Modi was expected by his people to keep up the momentum when it came to dealing with the exacerbating slowdown in the economy. His government was faced with an 11-year low in the growth of the country’s Gross Domestic Product (GDP). Thus, Modi’s Budget 2020 was seen to the people of India as the government’s best opportunity to bring the economy back on track before it began to incessantly damage the government’s credibility. Yet, after Union finance minister Nirmala Sitharaman delivered her budget speech in Parliament on February 1, many specialists, including the Board of India Today Experts, were stubborn that the government’s stance came nowhere close to being a breakthrough budget. Instead, the conclusion was that while the budget had a portion of promising initiatives across various sectors, collectively, it had fallen far short of people’s expectations.
When Modi was actively implementing various reforms in his first term, his government was saddled with continuous droughts that became the source of distress to farmers. Just then, Modi took a clear turn to the Left and portrayed himself as a leader of the poor. It is undeniable that his government adopted a series of reforms associated with Socialism in the first term best remembered for its development schemes providing toilets, houses for the poor, cooking gas at subsidised prices and simultaneously promising that highways and rural roads would be built at a pace that had not been seen before.

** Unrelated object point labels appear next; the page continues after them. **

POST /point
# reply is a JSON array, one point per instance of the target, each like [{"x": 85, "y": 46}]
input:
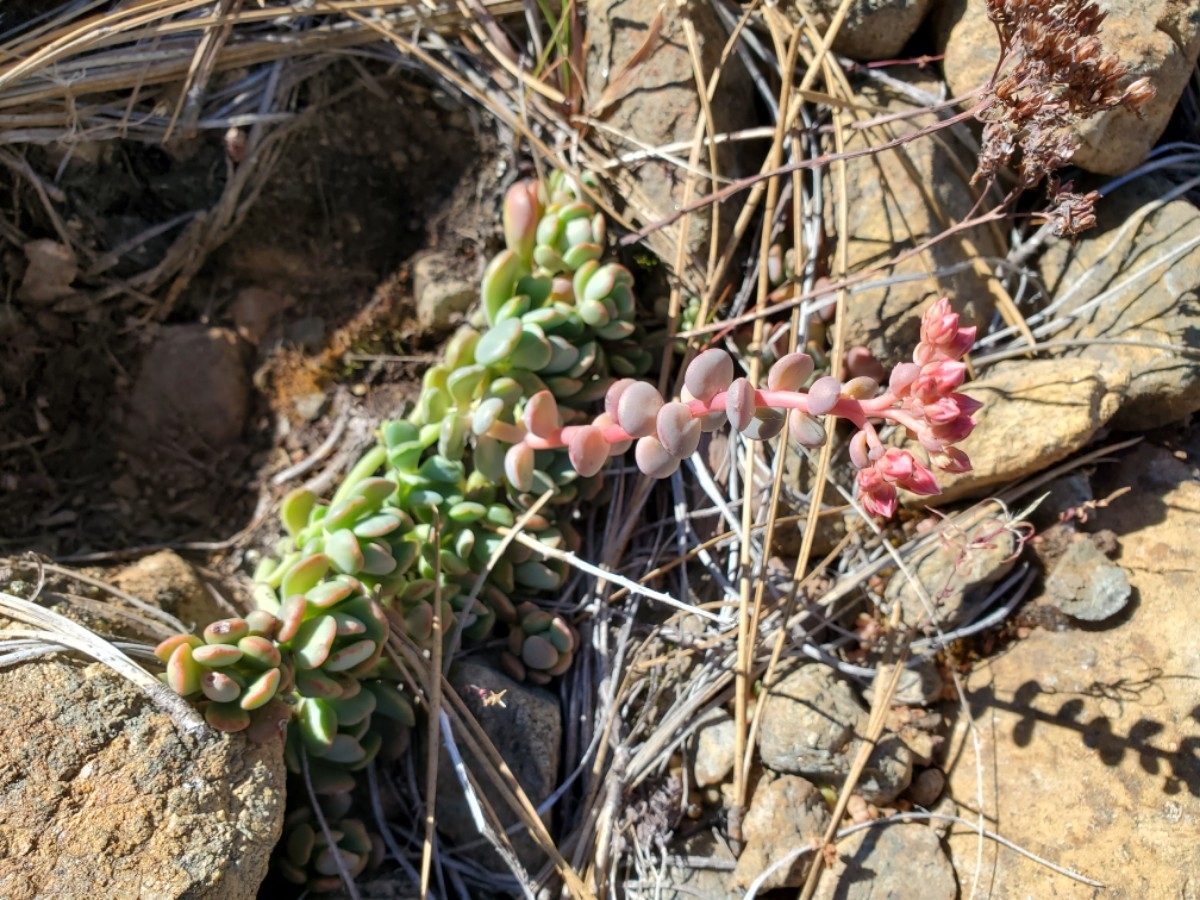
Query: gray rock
[
  {"x": 1089, "y": 754},
  {"x": 1162, "y": 306},
  {"x": 306, "y": 333},
  {"x": 526, "y": 726},
  {"x": 957, "y": 574},
  {"x": 897, "y": 199},
  {"x": 1035, "y": 413},
  {"x": 714, "y": 751},
  {"x": 874, "y": 29},
  {"x": 101, "y": 797},
  {"x": 443, "y": 287},
  {"x": 809, "y": 724},
  {"x": 945, "y": 808},
  {"x": 921, "y": 683},
  {"x": 898, "y": 862},
  {"x": 655, "y": 102},
  {"x": 192, "y": 391},
  {"x": 1086, "y": 585},
  {"x": 813, "y": 725},
  {"x": 688, "y": 882},
  {"x": 927, "y": 787},
  {"x": 887, "y": 773},
  {"x": 785, "y": 815},
  {"x": 1159, "y": 39}
]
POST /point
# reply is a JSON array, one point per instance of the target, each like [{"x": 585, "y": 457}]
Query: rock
[
  {"x": 1036, "y": 413},
  {"x": 921, "y": 730},
  {"x": 1086, "y": 585},
  {"x": 51, "y": 268},
  {"x": 192, "y": 391},
  {"x": 306, "y": 333},
  {"x": 101, "y": 797},
  {"x": 442, "y": 289},
  {"x": 927, "y": 787},
  {"x": 921, "y": 683},
  {"x": 809, "y": 724},
  {"x": 945, "y": 809},
  {"x": 887, "y": 773},
  {"x": 958, "y": 573},
  {"x": 1090, "y": 739},
  {"x": 714, "y": 751},
  {"x": 898, "y": 862},
  {"x": 898, "y": 198},
  {"x": 1161, "y": 306},
  {"x": 874, "y": 29},
  {"x": 389, "y": 887},
  {"x": 785, "y": 814},
  {"x": 310, "y": 406},
  {"x": 255, "y": 310},
  {"x": 654, "y": 101},
  {"x": 166, "y": 580},
  {"x": 813, "y": 726},
  {"x": 1066, "y": 498},
  {"x": 526, "y": 726},
  {"x": 688, "y": 882},
  {"x": 1159, "y": 39}
]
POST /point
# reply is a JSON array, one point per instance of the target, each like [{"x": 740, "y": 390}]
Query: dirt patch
[{"x": 388, "y": 169}]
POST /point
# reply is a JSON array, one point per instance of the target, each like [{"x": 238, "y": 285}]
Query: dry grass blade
[{"x": 58, "y": 630}]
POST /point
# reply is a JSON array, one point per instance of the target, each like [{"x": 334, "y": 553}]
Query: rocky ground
[{"x": 1053, "y": 701}]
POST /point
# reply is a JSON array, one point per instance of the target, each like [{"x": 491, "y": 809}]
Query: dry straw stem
[
  {"x": 748, "y": 640},
  {"x": 468, "y": 731},
  {"x": 57, "y": 633}
]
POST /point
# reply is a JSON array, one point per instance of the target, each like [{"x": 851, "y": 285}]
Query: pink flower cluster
[
  {"x": 927, "y": 403},
  {"x": 921, "y": 396}
]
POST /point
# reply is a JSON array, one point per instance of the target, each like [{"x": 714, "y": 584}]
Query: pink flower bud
[
  {"x": 970, "y": 406},
  {"x": 895, "y": 465},
  {"x": 921, "y": 481},
  {"x": 879, "y": 498},
  {"x": 953, "y": 432},
  {"x": 522, "y": 210},
  {"x": 941, "y": 411},
  {"x": 858, "y": 451},
  {"x": 939, "y": 322},
  {"x": 903, "y": 376},
  {"x": 937, "y": 379},
  {"x": 951, "y": 460}
]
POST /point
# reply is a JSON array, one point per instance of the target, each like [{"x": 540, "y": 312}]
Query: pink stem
[{"x": 853, "y": 411}]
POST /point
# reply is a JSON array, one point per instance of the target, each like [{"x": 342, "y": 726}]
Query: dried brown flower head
[{"x": 1054, "y": 73}]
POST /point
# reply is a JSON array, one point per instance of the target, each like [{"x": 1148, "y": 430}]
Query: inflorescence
[{"x": 504, "y": 429}]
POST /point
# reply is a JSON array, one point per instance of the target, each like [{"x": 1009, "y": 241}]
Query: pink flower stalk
[{"x": 921, "y": 396}]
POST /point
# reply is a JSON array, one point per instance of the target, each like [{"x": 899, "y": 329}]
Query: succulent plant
[{"x": 418, "y": 528}]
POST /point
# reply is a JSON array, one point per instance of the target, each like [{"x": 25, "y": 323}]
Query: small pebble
[{"x": 927, "y": 787}]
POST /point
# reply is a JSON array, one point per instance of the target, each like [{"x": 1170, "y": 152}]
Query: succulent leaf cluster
[{"x": 421, "y": 527}]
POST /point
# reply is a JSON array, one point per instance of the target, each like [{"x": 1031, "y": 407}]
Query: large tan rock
[
  {"x": 1159, "y": 39},
  {"x": 1135, "y": 277},
  {"x": 1090, "y": 738},
  {"x": 192, "y": 393},
  {"x": 168, "y": 581},
  {"x": 874, "y": 29},
  {"x": 785, "y": 814},
  {"x": 654, "y": 102},
  {"x": 1035, "y": 413},
  {"x": 101, "y": 797}
]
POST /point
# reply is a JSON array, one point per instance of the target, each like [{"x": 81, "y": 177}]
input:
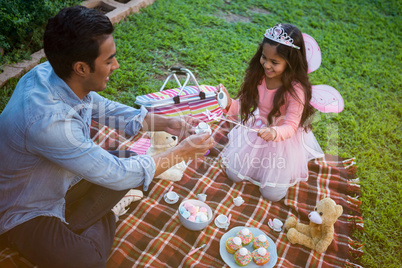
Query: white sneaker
[{"x": 121, "y": 207}]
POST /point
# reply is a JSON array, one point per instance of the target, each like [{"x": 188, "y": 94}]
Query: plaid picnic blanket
[{"x": 150, "y": 234}]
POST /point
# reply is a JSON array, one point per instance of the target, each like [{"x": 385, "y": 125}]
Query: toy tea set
[{"x": 195, "y": 214}]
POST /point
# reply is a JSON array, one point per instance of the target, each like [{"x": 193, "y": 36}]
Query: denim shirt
[{"x": 45, "y": 146}]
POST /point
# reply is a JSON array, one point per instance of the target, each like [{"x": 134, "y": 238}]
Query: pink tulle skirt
[{"x": 273, "y": 164}]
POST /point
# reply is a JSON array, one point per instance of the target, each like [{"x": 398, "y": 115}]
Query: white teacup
[
  {"x": 202, "y": 197},
  {"x": 238, "y": 201},
  {"x": 203, "y": 127},
  {"x": 222, "y": 219},
  {"x": 171, "y": 196},
  {"x": 277, "y": 224}
]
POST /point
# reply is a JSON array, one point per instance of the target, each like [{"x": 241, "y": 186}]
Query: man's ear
[{"x": 80, "y": 68}]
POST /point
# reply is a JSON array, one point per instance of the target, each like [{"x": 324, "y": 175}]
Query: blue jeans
[{"x": 87, "y": 239}]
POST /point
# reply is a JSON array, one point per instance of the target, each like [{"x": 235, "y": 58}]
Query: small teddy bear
[
  {"x": 160, "y": 142},
  {"x": 318, "y": 235}
]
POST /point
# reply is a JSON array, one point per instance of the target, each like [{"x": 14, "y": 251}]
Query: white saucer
[
  {"x": 170, "y": 201},
  {"x": 220, "y": 225},
  {"x": 272, "y": 227}
]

It is clear that such experience of managing the economy in his first term seemed to have strengthened Modi’s belief that gradual adaptation of reforms could produce far better results for growth than major rapid treatment. To keep up the momentum of his belief, Modi, soon after being re-elected prime minister, announced the grand goal of doubling the size of the Indian economy to $5 trillion just in five years. He then launched a series of measures to vitalise the four main drivers of the country’s economic growth: individual consumption, private investment, government spending and exports. In the July 2019 budget, Rs 70,000 crore was set aside for recapitalising debt-ridden public sector banks to stabilise the debilitating credit squeeze in the financial sector.
To boost consumption and job-creation through government spending, Modi, in his Independence Day speech, announced that his government was dedicated to spending a massive Rs 100 lakh crore over five years on harnessing new infrastructure projects. In September 2019, to further encourage private investments by investors, he did not hesitate to put more money in the hands of businesses by announcing a noticeable reduction in the corporate tax rate. However, the unexpected slowbalisation as well as rising protectionism have so far limited the government’s visions. Modi has yet to come up with a cohesive plan to boost exports.
Overall, Budget 2020 that has been recently announced makes it clear that the wealth creators should not only be a handful of industrialists, but be inclusive across all sections of society. In the past, giving away Mudra loans and providing incentives for the start-ups were the initiatives that actually helped create people’s own form of wealth for a vast swathe of Indians who had so far been denied the fruits of development. Budget 2020 should, therefore, be seen as a continuum with the policies Modi has kept up with, rather than a sudden deviation from them.
In short, the Modi government needs to come up with a more inclusive and bolder reforms to put the economy back on the fast track if it has to achieve its $5 trillion goal by 2024. A policy of gradualism will not eternally work, as reforms need to be done on the field, downright. As John Maynard Keynes warned long ago, “In the long run, we are all dead.”